There was a significant discussion and, it is fair to say, concern on all sides of the House about the definition of "an active farmer". Concerns were expressed about the revisions to the definition in dealing with CAT relief on agricultural property. I am pleased to inform the House that the Minister will examine these concerns which have also been expressed by others and will see if further amendments are required on Committee Stage. This is clearly an issue that needs to be looked at and I am sure we will be returning to it on Committee Stage.

Quite a few Deputies referred to the abolition from next year of the windfall tax provisions. I would like to restate the rationale behind it. The Minister has done so because the tax is an impediment to the proper functioning of the property market at this time. Such profits or gains will in the future be taxed at normal rates of capital gains tax, corporation tax or income tax, as appropriate. The Minister will keep developments in the property market under very close review and, if it is found that transactions on the sale of land for development are leading to abuse or increased development costs, in particular in providing housing, he will not hesitate to introduce whatever measures are open to him to correct the situation.

It was extremely regrettable that Deputy Róisín Shortall referred to one representative body which the Minister had consulted, as outlined in the course of a reply running to a page and a half to a parliamentary question. The Minister consults widely; the budget process is open to pre-budget submissions and such submissions are received from far and wide and considered in the context of the budget. It is appropriate to do so. To suggest in a slur that some of the representative bodies named by the Deputy in this Chamber were responsible for the economic mess in which the country finds itself is not to recognise the reality that many of these organisations are responsible for significant economic and business activity. For example, Chambers Ireland was among the group of bodies listed. It is very appropriate for the Minister for Finance of the day, whoever he or she may be, or whoever is in government, to consult widely with all stakeholders and participate in an engagement process. We need to make sure that when we get to the stage of introducing a budget, we have engaged with as many stakeholders and heard as wide a variety of views as possible.
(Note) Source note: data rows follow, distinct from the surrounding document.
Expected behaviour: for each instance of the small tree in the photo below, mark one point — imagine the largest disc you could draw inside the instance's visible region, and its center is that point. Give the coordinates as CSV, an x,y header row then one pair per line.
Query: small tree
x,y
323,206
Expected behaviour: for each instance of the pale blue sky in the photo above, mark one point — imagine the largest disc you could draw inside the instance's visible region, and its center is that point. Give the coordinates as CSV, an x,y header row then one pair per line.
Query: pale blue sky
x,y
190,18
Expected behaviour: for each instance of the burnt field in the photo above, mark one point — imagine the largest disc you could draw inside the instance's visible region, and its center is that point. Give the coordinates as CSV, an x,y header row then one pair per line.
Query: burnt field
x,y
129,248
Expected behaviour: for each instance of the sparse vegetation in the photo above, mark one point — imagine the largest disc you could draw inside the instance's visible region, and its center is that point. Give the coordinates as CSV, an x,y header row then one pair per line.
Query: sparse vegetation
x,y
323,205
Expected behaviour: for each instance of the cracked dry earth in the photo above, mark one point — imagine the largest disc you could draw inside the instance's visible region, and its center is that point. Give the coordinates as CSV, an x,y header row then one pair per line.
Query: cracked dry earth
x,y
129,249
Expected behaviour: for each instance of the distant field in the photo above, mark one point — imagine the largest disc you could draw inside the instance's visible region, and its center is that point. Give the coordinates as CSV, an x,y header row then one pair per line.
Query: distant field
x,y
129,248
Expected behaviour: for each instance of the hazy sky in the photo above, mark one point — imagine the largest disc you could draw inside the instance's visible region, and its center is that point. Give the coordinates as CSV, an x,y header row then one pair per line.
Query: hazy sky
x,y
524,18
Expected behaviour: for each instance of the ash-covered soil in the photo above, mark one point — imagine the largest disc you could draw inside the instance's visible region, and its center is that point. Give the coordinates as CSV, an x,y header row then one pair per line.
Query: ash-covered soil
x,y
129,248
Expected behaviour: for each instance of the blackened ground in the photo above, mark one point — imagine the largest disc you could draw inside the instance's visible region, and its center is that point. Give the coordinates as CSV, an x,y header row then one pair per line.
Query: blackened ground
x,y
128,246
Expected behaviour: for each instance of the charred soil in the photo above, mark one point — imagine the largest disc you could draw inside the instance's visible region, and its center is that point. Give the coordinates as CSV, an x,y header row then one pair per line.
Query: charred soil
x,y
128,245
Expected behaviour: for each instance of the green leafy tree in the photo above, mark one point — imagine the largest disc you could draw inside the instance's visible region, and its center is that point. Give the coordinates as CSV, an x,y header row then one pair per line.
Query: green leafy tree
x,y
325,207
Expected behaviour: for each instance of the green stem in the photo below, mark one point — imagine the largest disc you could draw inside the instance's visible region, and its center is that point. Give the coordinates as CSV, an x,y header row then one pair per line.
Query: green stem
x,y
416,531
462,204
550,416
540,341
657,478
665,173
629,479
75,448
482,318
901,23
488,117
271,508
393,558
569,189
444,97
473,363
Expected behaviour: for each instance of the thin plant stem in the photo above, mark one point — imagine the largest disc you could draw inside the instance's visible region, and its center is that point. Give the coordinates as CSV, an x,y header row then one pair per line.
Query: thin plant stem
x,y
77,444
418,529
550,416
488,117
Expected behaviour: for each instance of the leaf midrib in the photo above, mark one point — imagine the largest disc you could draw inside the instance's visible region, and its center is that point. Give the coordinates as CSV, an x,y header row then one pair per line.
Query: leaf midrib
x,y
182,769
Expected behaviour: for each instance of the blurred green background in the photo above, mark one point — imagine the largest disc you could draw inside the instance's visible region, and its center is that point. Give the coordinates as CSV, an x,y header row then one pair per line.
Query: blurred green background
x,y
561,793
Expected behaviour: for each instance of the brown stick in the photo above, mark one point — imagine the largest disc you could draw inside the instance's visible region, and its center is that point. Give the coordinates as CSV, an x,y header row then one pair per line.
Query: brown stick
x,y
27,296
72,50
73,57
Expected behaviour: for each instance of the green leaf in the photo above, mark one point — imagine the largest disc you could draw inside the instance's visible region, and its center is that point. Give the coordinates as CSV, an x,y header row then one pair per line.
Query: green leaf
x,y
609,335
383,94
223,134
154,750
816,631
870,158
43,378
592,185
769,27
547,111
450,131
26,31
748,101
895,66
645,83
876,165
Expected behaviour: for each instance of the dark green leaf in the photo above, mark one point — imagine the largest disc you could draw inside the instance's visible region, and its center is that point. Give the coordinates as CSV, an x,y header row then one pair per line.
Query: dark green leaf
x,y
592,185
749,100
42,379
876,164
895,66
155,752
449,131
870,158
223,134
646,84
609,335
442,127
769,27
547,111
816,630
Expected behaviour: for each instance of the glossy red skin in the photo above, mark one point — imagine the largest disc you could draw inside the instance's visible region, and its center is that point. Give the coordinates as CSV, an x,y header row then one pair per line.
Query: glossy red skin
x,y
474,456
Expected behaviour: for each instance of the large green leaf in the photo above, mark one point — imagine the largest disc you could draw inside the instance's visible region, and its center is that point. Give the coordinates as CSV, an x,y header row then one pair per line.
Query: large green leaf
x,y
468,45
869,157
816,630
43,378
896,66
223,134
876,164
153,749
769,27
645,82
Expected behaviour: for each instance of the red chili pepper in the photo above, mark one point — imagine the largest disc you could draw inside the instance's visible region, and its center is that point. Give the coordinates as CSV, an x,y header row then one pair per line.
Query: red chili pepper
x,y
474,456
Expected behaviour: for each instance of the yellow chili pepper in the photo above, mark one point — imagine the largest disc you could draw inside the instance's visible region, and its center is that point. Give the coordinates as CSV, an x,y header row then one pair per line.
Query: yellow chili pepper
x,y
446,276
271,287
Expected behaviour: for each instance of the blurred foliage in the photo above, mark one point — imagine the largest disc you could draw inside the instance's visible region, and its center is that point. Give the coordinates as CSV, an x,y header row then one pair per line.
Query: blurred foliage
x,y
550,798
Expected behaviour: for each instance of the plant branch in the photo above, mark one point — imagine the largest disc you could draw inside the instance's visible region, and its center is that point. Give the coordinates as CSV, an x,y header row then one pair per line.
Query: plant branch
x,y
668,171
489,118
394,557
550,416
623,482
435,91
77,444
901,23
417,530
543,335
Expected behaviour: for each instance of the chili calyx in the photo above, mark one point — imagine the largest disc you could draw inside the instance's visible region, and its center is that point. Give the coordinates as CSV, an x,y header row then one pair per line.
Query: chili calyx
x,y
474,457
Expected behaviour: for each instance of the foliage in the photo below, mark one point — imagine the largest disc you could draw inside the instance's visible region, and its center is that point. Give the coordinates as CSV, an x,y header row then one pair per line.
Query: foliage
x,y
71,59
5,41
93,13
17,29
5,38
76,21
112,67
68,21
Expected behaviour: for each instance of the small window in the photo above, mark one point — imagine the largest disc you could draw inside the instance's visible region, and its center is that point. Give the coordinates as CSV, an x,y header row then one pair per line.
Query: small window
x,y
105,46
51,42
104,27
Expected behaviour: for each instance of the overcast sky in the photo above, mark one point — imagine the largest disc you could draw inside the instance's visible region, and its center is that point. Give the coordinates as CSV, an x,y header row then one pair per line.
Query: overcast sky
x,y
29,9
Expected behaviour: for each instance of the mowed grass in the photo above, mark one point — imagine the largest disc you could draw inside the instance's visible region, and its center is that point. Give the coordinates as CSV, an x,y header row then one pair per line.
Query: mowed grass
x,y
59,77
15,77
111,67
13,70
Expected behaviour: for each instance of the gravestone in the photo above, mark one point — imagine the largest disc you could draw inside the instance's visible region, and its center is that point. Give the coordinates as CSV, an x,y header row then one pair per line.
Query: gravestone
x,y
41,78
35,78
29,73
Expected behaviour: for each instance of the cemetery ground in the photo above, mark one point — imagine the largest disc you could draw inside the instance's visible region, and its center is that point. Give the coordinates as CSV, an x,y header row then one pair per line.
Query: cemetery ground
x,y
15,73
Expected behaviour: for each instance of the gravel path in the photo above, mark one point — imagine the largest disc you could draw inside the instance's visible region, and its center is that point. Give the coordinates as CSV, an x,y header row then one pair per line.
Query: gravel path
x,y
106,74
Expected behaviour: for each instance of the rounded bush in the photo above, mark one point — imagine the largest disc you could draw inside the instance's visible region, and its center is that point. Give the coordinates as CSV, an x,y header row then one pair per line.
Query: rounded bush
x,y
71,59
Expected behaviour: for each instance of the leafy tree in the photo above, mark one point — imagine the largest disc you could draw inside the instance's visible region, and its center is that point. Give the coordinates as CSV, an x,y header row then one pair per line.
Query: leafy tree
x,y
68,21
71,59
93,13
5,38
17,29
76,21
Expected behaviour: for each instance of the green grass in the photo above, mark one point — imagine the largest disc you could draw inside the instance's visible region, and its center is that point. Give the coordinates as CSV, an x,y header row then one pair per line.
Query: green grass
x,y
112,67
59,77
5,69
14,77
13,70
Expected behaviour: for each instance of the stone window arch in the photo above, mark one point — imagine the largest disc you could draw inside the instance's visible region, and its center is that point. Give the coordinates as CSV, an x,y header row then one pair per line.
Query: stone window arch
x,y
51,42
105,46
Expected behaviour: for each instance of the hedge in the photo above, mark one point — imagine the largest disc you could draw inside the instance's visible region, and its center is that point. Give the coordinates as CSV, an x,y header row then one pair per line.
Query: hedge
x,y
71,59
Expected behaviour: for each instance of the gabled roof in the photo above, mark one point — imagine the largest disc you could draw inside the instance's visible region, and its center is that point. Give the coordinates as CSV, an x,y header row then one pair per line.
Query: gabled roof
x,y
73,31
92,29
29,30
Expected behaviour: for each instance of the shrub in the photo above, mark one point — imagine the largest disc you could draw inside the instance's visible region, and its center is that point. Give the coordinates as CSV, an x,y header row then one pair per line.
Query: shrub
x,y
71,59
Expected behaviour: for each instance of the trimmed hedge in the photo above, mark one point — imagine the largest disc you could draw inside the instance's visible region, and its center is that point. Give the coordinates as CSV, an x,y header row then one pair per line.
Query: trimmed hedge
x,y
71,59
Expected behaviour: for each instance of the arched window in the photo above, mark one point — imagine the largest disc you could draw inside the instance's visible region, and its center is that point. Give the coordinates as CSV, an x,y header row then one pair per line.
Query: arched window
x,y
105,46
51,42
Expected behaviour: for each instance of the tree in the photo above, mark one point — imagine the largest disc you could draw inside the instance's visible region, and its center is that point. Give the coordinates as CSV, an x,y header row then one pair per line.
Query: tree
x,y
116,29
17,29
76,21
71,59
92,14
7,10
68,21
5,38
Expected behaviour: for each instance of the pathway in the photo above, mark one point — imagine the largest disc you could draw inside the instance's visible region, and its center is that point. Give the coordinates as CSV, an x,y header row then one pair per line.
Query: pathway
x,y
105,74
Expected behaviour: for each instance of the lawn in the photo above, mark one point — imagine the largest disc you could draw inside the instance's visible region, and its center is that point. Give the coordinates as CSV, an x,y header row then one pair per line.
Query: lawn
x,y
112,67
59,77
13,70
There were some queries about the first-time home buyers' issue. First-time home buyers will be entitled to a refund of DIRT paid on savings used to purchase a home, on up to 20% of the purchase price in the 48 months prior to purchase, up to the end of 2017.

Deputy Pearse Doherty referred to the proposal to amend the general anti-avoidance legislation. There are significant numbers of cases involving transactions which have already taken place and which Revenue is challenging. However, pursuing these cases through the courts is slow, the outcome can never be certain and the process ties up significant Revenue resources. That is the reason a settlement opportunity is being provided. Let me be clear: at an absolute minimum, the taxpayer has to pay the tax due and, where interest is relevant, 80% of it also has to be paid. The measure is strictly time-bound. Tax evasion is illegal; tax avoidance is not. Nonetheless, Revenue challenges aggressive tax avoidance schemes and the unintended use of legislation.

There was a discussion during the course of the debate of a proposed levy on alcohol sales in off-licence premises. As the Minister has previously pointed out, EU Directive 92/93 which governs the structure of alcohol taxation does not provide for differentiation in tax treatment based on the location in which an alcohol product is sold. As Deputies on all sides of the House will be aware, however, the broader issue is being looked at in terms of a whole-of-government approach.